Corbett-Winder is now part of the family business, having been brought on to style the brand’s lookbooks a few years ago. How do the pair work together? “There’s a very good level of respect and trust,” says Corbett-Winder.

“I think you’ve made me more adventurous, and you’ve taught me to let go, because I can be a bit stubborn,” says Smiley. Though they admit it’s a balancing act. “Sometimes Sarah might try something, and I’ll say, ‘That’s really cool, but our core customers won’t get it,’” says Smiley. “Our returning customer rate is about 68 per cent so once we’ve got them, we want to keep them.” “And then I’ll add a Chanel-style ballet flat,” concedes Corbett-Winder. “But I think we both know what the end goal is, which is to be a bit cool, but not lose your current customer.”
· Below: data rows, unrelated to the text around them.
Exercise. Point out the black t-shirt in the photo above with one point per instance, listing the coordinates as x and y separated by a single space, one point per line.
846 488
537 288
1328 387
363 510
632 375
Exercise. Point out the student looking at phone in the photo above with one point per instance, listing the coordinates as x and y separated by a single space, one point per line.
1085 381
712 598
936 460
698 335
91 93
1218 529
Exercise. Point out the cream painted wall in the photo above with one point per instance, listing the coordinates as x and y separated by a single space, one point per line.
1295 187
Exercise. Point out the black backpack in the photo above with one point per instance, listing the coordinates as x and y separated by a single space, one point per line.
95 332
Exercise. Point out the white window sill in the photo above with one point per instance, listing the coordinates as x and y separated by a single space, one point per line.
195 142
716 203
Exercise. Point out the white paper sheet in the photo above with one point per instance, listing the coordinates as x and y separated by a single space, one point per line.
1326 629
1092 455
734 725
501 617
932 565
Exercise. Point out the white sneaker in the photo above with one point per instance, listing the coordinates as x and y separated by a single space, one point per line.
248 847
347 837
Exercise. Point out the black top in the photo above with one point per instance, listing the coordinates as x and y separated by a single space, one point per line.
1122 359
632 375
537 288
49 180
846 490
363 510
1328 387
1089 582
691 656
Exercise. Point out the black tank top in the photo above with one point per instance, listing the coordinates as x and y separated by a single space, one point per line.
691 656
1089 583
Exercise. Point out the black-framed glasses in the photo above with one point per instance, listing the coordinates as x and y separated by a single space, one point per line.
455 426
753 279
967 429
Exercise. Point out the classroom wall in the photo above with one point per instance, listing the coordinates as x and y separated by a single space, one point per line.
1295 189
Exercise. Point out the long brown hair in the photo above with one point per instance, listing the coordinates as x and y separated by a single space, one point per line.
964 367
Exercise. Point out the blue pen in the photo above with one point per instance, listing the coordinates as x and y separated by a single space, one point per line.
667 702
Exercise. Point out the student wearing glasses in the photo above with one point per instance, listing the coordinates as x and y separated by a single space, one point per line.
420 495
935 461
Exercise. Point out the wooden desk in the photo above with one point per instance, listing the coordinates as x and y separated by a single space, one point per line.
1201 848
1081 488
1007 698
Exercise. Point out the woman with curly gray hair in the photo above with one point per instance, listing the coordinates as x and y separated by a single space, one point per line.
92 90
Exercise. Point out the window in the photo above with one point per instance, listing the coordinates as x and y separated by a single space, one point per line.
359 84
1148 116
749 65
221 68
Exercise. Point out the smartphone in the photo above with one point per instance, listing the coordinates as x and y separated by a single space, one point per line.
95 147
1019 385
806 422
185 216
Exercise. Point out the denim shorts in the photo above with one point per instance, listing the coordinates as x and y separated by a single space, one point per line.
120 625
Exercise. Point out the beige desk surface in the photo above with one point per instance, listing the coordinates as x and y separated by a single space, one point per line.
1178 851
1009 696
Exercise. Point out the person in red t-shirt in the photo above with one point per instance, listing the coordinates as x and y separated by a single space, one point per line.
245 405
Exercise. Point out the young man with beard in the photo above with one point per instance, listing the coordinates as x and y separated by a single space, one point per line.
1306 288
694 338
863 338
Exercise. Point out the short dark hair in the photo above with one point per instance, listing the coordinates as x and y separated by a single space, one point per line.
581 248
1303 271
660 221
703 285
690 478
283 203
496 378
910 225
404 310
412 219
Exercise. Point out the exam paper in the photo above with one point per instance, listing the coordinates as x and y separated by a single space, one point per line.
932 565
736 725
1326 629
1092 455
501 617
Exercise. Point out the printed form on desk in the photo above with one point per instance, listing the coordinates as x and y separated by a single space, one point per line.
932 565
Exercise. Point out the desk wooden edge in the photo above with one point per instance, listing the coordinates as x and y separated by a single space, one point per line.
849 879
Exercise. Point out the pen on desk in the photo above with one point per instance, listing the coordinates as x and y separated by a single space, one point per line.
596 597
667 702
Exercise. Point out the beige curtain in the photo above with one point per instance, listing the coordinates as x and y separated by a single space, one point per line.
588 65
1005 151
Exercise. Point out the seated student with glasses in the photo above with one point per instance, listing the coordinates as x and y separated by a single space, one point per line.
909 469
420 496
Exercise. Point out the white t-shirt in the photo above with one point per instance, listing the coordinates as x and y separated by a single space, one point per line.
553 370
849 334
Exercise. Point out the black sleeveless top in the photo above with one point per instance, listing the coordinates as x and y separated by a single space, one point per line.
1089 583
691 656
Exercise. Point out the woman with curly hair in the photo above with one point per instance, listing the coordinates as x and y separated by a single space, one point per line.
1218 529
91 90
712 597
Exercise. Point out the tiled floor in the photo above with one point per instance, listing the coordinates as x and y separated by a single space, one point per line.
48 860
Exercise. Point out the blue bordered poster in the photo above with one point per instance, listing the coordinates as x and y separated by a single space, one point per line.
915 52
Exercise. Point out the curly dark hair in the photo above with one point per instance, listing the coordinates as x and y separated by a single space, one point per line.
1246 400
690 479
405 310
Some of Smiley’s collection of blue and white ceramics
Some of Smiley’s collection of blue and white ceramics © Mark Shearwood

Smiley, in turn, is passing down her experience to Kipper, the women’s tailoring brand Corbett-Winder founded two years ago. Featuring playful off-the-peg styles such as an apple-green Liberty floral-print suit (£605) and a punchy banana-print blue blazer (£375), Kipper’s “cheeky” suits are made by the same pattern cutter and factory as Moloh’s. “It’s really nice, it’s not competitive at all,” says Corbett-Winder of their working relationship. “We probably have similar customers but you’re doing it your way and I’m doing it mine.”

Corbett-Winder is working on new uniforms for the Rosewood hotel in London, which she hopes will become a growing part of the business, in addition to the ready-to-wear. “I think my dream would be to own that affordable suiting slot on the market,” she says. She has also inherited Smiley’s magpie eye for maximalist interiors (her sister, Charlotte Smiley, also works as an interior designer), having recently decamped from north-west London to a Georgian house in rural Wales. Like the family home, that house is also filled with eccentric furnishings and dog ceramics. “Sarah’s is even more bonkers,” says Smiley of her daughter’s penchant for bold colour blocking and loud, clashing prints. “I’ve learnt from you to be confident in my own taste,” smiles Corbett-Winder.

What’s a family dinner party at the Smiley household like? “It’s fun,” she says. “Everyone mucks in. The grandchildren love laying the table. I mean, you might get the knife on the left and the fork on the right and the napkin in the middle, but it doesn’t matter.”

“It’s just like our brands,” says Corbett-Winder. “There are no rules: it’s carefree.”